Chapelizod Sports Stadium
- Interactive map of Chapelizod Sports Stadium
- Location: Chapelizod Road, Chapelizod, Dublin, Ireland
- Coordinates: 53°20′49.3″N 6°20′34.4″W﻿ / ﻿53.347028°N 6.342889°W

Construction
- Opened: 1949
- Closed: c.1961

= Chapelizod Sports Stadium =

Former sporting venue in Dublin, Ireland

Chapelizod Sports Stadium was a greyhound racing and speedway stadium in Chapelizod Road, Chapelizod, Dublin, Ireland.

==History==
===Origins===
Plans were drawn up during 1949 for a new Sports Stadium called the Chapelizod Sports Stadium, on an eight-acre site on the north bank of the River Liffey and south of Phoenix Park.
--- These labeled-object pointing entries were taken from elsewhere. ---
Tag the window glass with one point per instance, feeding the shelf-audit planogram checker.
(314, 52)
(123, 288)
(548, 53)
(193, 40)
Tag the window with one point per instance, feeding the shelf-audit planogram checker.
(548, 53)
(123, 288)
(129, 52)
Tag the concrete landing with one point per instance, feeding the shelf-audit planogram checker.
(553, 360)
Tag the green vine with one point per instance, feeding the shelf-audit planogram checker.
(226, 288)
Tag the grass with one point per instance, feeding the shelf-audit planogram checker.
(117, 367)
The cost to construct the stadium was £30,000.

===Greyhound racing===
The greyhound racing started on 26 December 1949. The company responsible for the introduction of racing was the Dublin Greyhound Stadium Ltd, and the directors were I.Geller, J.T.Dixon, D.Geller, W.H.Kearney and J.K.P.Ingram. However, a licence could not be obtained from the Irish Coursing Club under the 50 miles rule (other tracks within 50 miles could object to a licence being granted for a new track). Harold's Cross Stadium agreed but Shelbourne Park refused, so therefore racing was unlicensed. The Irish Coursing Club also refused a licence to race during the winter of 1950 despite the other tracks closing for the season.

===Speedway===
The stadium also hosted speedway from 1950 to 1954 and 1961. The team raced as the Dublin Lizods, Dublin Eagles and Dublin Falcons at various promotions.

==Closure==
The greyhound operation continued until around c.1960. The site was demolished and today is the Chapelizod Industrial Estate. The site should not be confused with the current Donore Harriers Athletics Stadium on the site of an old football pitch to the east of the former Chapelizod Stadium.